Transgenic male mice carrying inactive mutations of the receptor tyrosine kinase c-ros lack the caput epididymidis initial segment and are infertile because sperm volume regulation is compromised. Complementary DNA arrays were used to detect differences in gene expression in the caput epididymidis of heterozygous fertile and homozygous infertile males. The glutamate transporter excitatory amino acid carrier 1 (EAAC1) was expressed in all epididymal regions with high expression in the initial segment and cauda epididymidis. Homozygous knockout mice did not express EAAC1 messenger RNA (mRNA) in the caput but they did express the gene in the corpus and cauda. Immunohistochemical staining for EAAC1 confirmed regional mRNA expression and demonstrated an adluminal location on stereocilia/microvilli of principal cells. The glutamate transporter-associated protein (GTRAP) 3-18 was detected in all epididymal regions independent of genotype, but a highly abundant novel transcript of 4.2 kilobases was found only in the initial segment of heterozygous c-ros mice. High-performance liquid chromatography measurement of glutamate revealed a significantly higher content in the proximal caput of infertile mice than fertile mice, and tissue glutamate content decreased distally in both genotypes. Because glutamate is used as an osmolyte in somatic cells, the lack of EAAC1 reported here may disturb normal osmolyte balance in the proximal epididymal lumen and compromise sperm maturation, in particular the development of sperm volume regulatory mechanisms.

Measurement of volume changes in mouse spermatozoa using an electronic sizing analyzer and a flow cytometer: validation and application to an infertile mouse model.
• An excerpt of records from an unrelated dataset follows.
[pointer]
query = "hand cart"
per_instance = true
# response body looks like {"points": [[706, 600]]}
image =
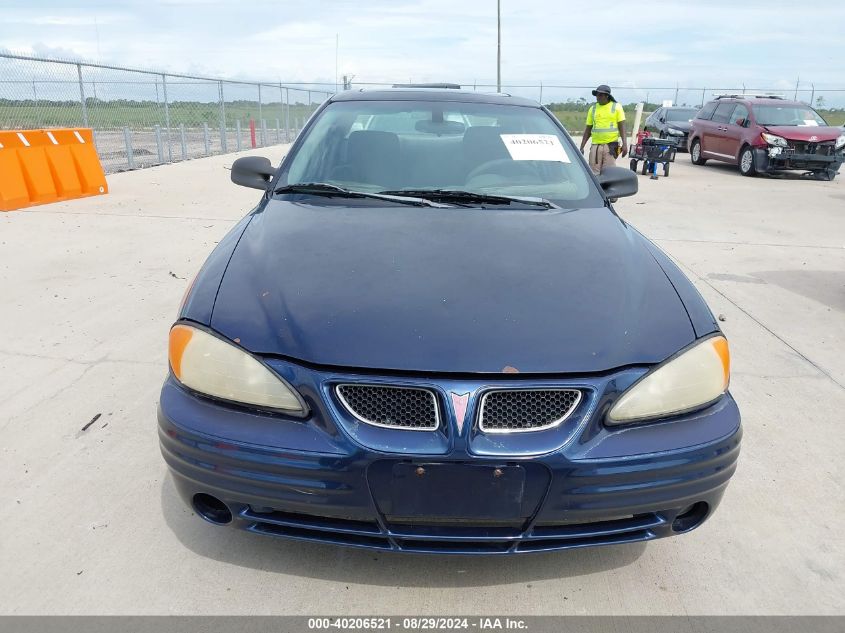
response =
{"points": [[653, 151]]}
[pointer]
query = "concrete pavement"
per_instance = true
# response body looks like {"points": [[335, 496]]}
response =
{"points": [[93, 524]]}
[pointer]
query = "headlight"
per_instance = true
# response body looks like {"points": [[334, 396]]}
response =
{"points": [[694, 378], [773, 139], [211, 366]]}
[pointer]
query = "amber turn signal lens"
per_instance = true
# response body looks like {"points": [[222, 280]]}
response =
{"points": [[180, 336]]}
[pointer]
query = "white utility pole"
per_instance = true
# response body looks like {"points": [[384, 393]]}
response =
{"points": [[498, 45]]}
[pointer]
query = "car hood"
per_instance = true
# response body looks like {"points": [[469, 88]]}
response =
{"points": [[805, 133], [449, 290]]}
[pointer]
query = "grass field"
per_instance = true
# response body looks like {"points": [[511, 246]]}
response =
{"points": [[30, 114]]}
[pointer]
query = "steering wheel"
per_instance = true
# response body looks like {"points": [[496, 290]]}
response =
{"points": [[502, 167]]}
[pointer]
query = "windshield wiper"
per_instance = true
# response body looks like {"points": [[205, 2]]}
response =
{"points": [[458, 196], [327, 189]]}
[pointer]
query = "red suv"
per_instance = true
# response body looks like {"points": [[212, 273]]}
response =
{"points": [[766, 134]]}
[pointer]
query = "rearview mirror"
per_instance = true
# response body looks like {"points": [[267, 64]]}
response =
{"points": [[253, 171], [618, 182]]}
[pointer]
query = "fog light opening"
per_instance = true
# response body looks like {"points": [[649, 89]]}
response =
{"points": [[212, 509], [691, 517]]}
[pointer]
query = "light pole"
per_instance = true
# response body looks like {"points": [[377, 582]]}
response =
{"points": [[498, 45]]}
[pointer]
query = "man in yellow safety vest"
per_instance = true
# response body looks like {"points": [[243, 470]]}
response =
{"points": [[605, 127]]}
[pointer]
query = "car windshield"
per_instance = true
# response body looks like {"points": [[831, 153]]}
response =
{"points": [[494, 149], [680, 115], [787, 115]]}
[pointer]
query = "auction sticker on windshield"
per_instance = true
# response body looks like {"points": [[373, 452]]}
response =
{"points": [[535, 147]]}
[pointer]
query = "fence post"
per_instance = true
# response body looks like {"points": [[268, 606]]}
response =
{"points": [[287, 115], [82, 96], [166, 117], [223, 140], [158, 144], [184, 144], [130, 156]]}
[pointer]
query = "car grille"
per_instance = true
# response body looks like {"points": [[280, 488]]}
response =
{"points": [[510, 411], [406, 408], [463, 538]]}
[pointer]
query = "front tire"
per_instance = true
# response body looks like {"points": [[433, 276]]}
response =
{"points": [[746, 162], [695, 153]]}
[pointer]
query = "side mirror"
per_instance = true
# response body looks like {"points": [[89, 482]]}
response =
{"points": [[253, 171], [618, 182]]}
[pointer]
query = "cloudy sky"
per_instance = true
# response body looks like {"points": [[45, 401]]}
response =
{"points": [[719, 43]]}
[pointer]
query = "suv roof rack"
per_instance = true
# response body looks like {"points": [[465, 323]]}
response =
{"points": [[747, 95], [442, 86]]}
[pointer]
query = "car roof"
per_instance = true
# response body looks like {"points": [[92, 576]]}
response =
{"points": [[431, 94], [760, 101]]}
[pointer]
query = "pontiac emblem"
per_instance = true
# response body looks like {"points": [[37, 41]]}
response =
{"points": [[459, 405]]}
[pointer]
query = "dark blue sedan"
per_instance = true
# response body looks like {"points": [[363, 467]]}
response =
{"points": [[434, 334]]}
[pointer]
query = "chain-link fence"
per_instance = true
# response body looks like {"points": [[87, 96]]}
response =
{"points": [[142, 118]]}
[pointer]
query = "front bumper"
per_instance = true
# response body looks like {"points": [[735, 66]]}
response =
{"points": [[329, 478], [776, 159]]}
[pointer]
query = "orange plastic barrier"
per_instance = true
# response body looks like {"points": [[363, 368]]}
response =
{"points": [[40, 166]]}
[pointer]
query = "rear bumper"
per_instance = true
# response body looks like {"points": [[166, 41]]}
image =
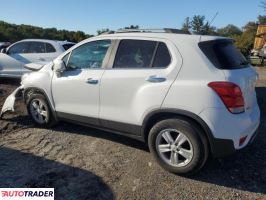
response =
{"points": [[225, 147], [227, 129]]}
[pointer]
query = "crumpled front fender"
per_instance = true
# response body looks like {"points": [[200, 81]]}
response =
{"points": [[10, 101]]}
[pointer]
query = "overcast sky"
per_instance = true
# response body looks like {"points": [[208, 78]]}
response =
{"points": [[91, 15]]}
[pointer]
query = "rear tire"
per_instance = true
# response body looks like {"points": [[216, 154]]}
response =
{"points": [[40, 111], [178, 146]]}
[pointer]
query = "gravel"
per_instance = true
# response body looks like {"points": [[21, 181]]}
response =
{"points": [[84, 163]]}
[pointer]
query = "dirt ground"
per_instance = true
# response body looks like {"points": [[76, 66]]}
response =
{"points": [[84, 163]]}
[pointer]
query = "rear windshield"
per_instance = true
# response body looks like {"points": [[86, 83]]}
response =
{"points": [[67, 46], [223, 54]]}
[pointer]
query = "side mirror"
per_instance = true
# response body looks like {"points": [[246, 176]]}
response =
{"points": [[59, 67], [3, 50]]}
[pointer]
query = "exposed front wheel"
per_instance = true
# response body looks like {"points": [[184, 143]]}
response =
{"points": [[177, 146], [39, 110]]}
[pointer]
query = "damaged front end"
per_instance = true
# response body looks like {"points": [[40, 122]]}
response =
{"points": [[10, 101]]}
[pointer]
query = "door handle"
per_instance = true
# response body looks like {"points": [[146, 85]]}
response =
{"points": [[156, 79], [41, 59], [92, 81]]}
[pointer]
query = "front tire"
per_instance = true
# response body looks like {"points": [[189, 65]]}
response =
{"points": [[39, 110], [178, 146]]}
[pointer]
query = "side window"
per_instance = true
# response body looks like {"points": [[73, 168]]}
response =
{"points": [[18, 48], [89, 55], [37, 47], [65, 59], [134, 54], [49, 48], [162, 57], [67, 46]]}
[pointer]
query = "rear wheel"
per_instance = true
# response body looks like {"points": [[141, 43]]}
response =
{"points": [[39, 110], [177, 146]]}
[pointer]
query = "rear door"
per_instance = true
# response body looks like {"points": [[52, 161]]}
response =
{"points": [[136, 82], [76, 91]]}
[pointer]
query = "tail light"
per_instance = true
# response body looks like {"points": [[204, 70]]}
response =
{"points": [[231, 96]]}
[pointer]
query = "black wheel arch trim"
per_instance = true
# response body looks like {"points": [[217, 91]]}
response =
{"points": [[41, 91], [218, 147]]}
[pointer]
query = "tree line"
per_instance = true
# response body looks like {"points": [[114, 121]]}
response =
{"points": [[13, 33], [244, 37]]}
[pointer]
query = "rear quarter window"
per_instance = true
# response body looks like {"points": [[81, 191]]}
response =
{"points": [[223, 54]]}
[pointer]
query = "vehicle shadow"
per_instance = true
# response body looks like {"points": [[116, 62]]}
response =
{"points": [[92, 132], [245, 170], [25, 122], [18, 169]]}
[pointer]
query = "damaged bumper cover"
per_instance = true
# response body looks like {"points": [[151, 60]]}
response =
{"points": [[10, 101]]}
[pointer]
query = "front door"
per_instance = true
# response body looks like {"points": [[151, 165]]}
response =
{"points": [[76, 90]]}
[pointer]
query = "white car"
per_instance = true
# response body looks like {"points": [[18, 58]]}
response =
{"points": [[13, 60], [186, 96]]}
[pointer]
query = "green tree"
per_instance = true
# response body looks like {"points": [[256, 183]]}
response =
{"points": [[132, 27], [229, 31], [245, 41], [197, 23], [200, 26], [101, 31], [186, 26]]}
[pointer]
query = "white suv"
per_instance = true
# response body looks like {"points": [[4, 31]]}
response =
{"points": [[187, 96]]}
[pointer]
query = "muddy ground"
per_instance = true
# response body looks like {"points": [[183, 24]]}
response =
{"points": [[84, 163]]}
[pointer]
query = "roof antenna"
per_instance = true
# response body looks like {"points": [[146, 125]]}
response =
{"points": [[216, 14]]}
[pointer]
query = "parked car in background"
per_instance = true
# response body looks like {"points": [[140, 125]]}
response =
{"points": [[145, 85], [4, 45], [14, 58]]}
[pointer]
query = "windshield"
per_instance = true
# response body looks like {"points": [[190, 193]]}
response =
{"points": [[223, 54]]}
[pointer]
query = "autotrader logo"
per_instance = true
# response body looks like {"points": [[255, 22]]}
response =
{"points": [[27, 193]]}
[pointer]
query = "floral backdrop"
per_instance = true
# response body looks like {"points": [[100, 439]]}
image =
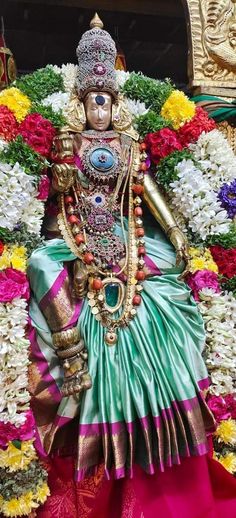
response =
{"points": [[196, 168]]}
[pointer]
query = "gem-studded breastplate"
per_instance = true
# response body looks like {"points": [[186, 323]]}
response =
{"points": [[100, 169], [109, 169]]}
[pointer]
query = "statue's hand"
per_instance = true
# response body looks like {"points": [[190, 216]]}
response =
{"points": [[180, 243]]}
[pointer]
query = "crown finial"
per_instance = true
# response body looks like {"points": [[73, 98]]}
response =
{"points": [[96, 22]]}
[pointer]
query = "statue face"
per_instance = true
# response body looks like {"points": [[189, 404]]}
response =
{"points": [[98, 110]]}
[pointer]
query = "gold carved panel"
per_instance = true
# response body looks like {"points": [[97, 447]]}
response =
{"points": [[212, 45]]}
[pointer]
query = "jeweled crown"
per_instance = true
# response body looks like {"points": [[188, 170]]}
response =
{"points": [[96, 54]]}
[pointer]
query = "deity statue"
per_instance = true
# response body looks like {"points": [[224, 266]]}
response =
{"points": [[117, 372]]}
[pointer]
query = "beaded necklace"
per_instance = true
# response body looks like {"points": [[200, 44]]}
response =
{"points": [[113, 301]]}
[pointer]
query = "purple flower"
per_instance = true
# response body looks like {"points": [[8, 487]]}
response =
{"points": [[203, 279], [227, 196]]}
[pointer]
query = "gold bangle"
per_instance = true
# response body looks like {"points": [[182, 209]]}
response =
{"points": [[169, 229], [71, 351]]}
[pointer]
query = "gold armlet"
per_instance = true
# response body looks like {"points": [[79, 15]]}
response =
{"points": [[157, 204], [66, 338]]}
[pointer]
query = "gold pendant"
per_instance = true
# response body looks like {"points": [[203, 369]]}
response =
{"points": [[113, 301], [110, 338]]}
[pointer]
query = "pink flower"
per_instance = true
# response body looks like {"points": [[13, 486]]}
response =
{"points": [[230, 401], [203, 279], [10, 432], [162, 143], [38, 133], [44, 186], [13, 283], [219, 408]]}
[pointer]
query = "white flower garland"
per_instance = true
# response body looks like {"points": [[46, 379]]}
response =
{"points": [[193, 197], [136, 108], [58, 101], [122, 77], [16, 191], [69, 74], [216, 158], [219, 314], [32, 216], [18, 201]]}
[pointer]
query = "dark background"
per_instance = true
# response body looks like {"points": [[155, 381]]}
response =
{"points": [[152, 33]]}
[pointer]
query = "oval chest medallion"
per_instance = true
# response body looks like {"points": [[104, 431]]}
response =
{"points": [[101, 162], [102, 159]]}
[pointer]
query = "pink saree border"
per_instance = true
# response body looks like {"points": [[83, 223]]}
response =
{"points": [[53, 291]]}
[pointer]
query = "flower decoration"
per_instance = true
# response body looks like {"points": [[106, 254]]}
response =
{"points": [[201, 259], [216, 166], [43, 188], [222, 407], [8, 124], [191, 130], [13, 256], [10, 432], [228, 461], [17, 190], [226, 432], [16, 101], [178, 109], [193, 197], [38, 133], [227, 196], [13, 283], [203, 279], [225, 260], [162, 143]]}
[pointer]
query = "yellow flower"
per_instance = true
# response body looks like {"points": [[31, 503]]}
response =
{"points": [[21, 506], [194, 252], [16, 101], [197, 264], [4, 261], [11, 507], [42, 493], [228, 461], [18, 262], [17, 458], [226, 432], [211, 265], [178, 109], [201, 259]]}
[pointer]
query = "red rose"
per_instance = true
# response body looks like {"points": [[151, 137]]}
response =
{"points": [[38, 133], [8, 124], [162, 143], [192, 130], [13, 283]]}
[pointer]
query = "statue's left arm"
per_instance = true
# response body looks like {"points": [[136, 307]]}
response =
{"points": [[161, 212]]}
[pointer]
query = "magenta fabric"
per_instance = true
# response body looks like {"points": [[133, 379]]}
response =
{"points": [[198, 488]]}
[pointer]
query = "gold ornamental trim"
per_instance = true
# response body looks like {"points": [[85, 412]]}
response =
{"points": [[211, 27], [5, 50]]}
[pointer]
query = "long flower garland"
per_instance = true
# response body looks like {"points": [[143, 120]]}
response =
{"points": [[184, 146]]}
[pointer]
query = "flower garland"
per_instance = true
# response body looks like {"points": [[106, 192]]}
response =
{"points": [[184, 148]]}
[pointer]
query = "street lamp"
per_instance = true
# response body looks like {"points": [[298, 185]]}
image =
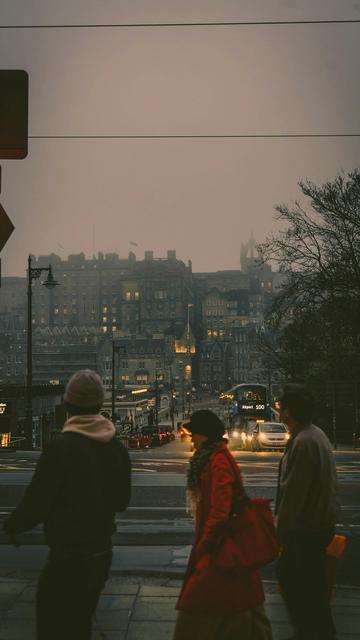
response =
{"points": [[115, 349], [50, 283]]}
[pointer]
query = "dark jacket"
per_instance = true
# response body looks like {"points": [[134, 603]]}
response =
{"points": [[78, 486], [307, 500], [206, 591]]}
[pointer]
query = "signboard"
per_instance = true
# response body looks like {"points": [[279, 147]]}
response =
{"points": [[6, 227], [14, 90]]}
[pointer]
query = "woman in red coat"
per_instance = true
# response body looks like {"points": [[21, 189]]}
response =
{"points": [[213, 605]]}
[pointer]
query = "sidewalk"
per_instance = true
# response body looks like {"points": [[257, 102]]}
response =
{"points": [[143, 606]]}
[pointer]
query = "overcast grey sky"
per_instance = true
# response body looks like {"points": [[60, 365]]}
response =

The importance of sperm volume has recently been highlighted in a knockout mouse model in which infertility was caused by defects in volume reguiation, which led to sperm transport failure in the female tract. Inhibition of volume regulation by human sperm, resulting in failure of penetration of cervical mucus in vitro, has also been reported. The present work aims to establish a sensitive and convenient method for monitoring changes in sperm volume for functional studies. Mature murine sperm obtained from the cauda epididymidis were analyzed by flow cytometry for their forward and side (90 degrees C) scatter of a 488-nm excitation wavelength laser, and the data were compared with volumes measured by electronic sizing using a Coulter counter. Changes in cell volume were induced by releasing or diluting sperm into culture media of various osmolalities (208-520 mmol/kg). Forward scatter signal (FSS) intensity correlated well with volume measurement obtained by a Coulter counter (R =.83; P <.001), confirming that FSS reflects Coulter counter findings as for somatic cells. Sperm swelling was also induced by the presence of quinine, a wide-spectrum channel blocker, in a medium of 330 mmol/kg, which is similar to the osmolality of uterine fluid. The effect of quinine on sperm volume was more obvious when analyzed by flow cytometry than by electronic sizing. This effect was even more marked after dead sperm identified by fluorescent dye were eliminated from analysis using flow cytometry. Swelling was characterized by an increase in forward scatter and side scatter, generating a subpopulation of sperm that correlated well (R =.79; P <.0001) with the population of sperm exhibiting an angulation of the tail, which is a morphological manifestation of swollen murine sperm. Flow cytometric analysis revealed that infertile sperm released from the cauda epididymidis of c-ros knockout mice were significantly larger than those of fertile sperm from heterozygous mice. This finding directly substantiates the suggestion that infertile sperm are defective in their volume regulation. Laser scatter analysis of viable murine sperm by flow cytometry offers a convenient and sensitive method for the study of sperm volume regulation.